Project/Area Number |
08671777
|
Research Category |
Grant-in-Aid for Scientific Research (C)
|
Allocation Type | Single-year Grants |
Section | 一般 |
Research Field |
Anesthesiology/Resuscitation studies
|
Research Institution | KAWASAKI MEDICAL SCHOOL |
Principal Investigator |
TORIUMI Takashi Kawasaki Medical School.Medicine, Instructor, 医学部, 講師 (40242424)
|
Co-Investigator(Kenkyū-buntansha) |
YOKOTA Kimio Kawasaki Medical School.Medicine, Assistant Proffessor, 医学部, 助教授 (30210610)
SARI Atsuo Kawasaki Medical School.Medicine, Professor, 医学部, 教授 (80035203)
|
Project Period (FY) |
1996 – 1997
|
Project Status |
Completed (Fiscal Year 1997)
|
Budget Amount *help |
¥2,100,000 (Direct Cost: ¥2,100,000)
Fiscal Year 1997: ¥700,000 (Direct Cost: ¥700,000)

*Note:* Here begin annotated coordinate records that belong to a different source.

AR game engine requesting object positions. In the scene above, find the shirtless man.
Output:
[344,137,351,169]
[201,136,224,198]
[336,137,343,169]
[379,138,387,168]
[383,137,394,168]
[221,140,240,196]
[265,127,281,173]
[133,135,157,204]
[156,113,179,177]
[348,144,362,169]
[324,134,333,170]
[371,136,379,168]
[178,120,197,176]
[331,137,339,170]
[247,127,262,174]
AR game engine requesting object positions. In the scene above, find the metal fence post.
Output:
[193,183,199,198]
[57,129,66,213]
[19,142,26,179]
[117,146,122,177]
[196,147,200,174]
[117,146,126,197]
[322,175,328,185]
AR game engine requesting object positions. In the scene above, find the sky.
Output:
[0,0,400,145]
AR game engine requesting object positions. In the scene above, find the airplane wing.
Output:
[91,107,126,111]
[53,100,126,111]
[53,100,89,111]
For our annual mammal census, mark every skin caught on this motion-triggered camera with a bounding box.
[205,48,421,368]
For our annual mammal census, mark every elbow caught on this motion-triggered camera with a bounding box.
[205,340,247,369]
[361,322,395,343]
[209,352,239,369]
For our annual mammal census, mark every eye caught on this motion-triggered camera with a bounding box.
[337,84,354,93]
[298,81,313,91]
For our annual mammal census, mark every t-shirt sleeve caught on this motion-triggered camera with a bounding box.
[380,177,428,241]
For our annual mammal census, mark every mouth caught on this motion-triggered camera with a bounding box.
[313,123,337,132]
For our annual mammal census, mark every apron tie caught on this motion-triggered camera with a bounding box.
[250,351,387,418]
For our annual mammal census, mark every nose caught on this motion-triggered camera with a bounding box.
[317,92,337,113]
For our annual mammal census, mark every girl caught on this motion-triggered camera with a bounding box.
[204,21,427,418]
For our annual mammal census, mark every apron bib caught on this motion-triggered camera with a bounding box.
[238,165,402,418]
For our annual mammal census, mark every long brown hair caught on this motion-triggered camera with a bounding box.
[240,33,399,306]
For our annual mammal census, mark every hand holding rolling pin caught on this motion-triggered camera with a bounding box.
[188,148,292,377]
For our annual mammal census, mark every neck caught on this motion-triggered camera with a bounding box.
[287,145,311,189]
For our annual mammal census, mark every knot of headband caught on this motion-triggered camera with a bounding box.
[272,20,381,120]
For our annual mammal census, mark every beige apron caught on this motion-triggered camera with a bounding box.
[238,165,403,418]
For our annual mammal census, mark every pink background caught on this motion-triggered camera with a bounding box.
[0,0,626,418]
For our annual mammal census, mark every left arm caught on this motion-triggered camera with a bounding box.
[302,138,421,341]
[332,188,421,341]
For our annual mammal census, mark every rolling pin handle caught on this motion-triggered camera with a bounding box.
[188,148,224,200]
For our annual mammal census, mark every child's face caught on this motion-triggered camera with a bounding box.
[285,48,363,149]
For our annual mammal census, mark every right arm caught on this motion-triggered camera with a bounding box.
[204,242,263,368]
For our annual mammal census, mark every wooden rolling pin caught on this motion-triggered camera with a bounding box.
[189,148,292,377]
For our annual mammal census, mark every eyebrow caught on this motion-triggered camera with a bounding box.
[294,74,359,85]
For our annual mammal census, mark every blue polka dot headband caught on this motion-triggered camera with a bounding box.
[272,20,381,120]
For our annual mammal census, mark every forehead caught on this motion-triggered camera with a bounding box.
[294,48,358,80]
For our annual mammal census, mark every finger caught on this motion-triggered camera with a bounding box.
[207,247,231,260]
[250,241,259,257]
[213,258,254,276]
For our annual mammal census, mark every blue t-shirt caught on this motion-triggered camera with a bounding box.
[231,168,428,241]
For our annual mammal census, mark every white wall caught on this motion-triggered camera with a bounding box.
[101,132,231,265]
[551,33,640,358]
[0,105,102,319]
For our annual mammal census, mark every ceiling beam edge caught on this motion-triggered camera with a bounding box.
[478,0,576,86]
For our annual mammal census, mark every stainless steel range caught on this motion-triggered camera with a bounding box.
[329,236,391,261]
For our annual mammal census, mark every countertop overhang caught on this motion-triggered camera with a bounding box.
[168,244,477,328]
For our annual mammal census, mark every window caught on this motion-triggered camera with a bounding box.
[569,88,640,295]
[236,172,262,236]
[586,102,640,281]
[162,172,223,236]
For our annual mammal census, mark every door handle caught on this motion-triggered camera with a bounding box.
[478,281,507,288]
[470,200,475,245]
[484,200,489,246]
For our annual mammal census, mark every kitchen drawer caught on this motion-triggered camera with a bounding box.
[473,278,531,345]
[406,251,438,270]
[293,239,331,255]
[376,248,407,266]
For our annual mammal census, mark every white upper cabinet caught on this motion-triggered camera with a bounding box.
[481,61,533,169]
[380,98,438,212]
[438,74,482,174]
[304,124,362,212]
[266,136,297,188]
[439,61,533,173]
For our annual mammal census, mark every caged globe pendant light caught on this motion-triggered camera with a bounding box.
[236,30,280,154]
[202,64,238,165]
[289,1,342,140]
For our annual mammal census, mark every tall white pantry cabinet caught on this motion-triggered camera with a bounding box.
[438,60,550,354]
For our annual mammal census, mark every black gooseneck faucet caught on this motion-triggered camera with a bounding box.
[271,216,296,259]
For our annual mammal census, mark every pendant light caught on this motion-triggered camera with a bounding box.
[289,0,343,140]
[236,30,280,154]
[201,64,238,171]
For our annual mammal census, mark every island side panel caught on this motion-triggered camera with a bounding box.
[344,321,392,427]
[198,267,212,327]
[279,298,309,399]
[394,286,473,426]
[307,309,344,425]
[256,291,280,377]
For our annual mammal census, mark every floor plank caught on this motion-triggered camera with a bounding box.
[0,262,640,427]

Fiscal Year 1996: ¥1,400,000 (Direct Cost: ¥1,400,000)
|
Keywords | Dlaphragmatic blood flow / Sepsis / Mechanical ventilation / ARDS / Multiple organ failure |
Research Abstract |
This study was designed to examine the effects of low dose endotoxin (2 mug/kg) on respiratory muscle blood flow in spontaneously breathing dogs. Blood flow to diaphragm, other respiratory muscles, kidney, and alimentary canal was measured by colored microsphere tracing technique. The work of breathing was calculated from esophageal pressure-tidal volume curve by using pulmonary monitor CP-100 (ATOM Co.). Two hours after endotoxin administration, cardiac output and blood pressure amounted to 54% and 56% of the control value, respectively. And even if cardiac output did decrement, the blood flow to diaphragm and other respiratory muscles increased in approximately 3 times. The renal blood flow and the alimentary canal blood flow did decrement in approximately 60%. The work of breathing increased by 48% of control value. These data suggested that when bacterial infection has occurred, the blood flow to the kidney and alimentary canal was become low perfusion state relatively because of increment of the blood distribution to the respiratory muscles from early stage thought clinical manifestation was slightly changes. If low perfusion state lasts, organ incompetence such as kidney, alimentary canal happens, and suggests potency developing in multiple organ failure. We conclude that blood flow distribution between the respiratory muscles and other major organs was affected by endotoxin administration. We will examine what kind of artificial ventilation is appropriate and what kind of drug therapy is more effective in future.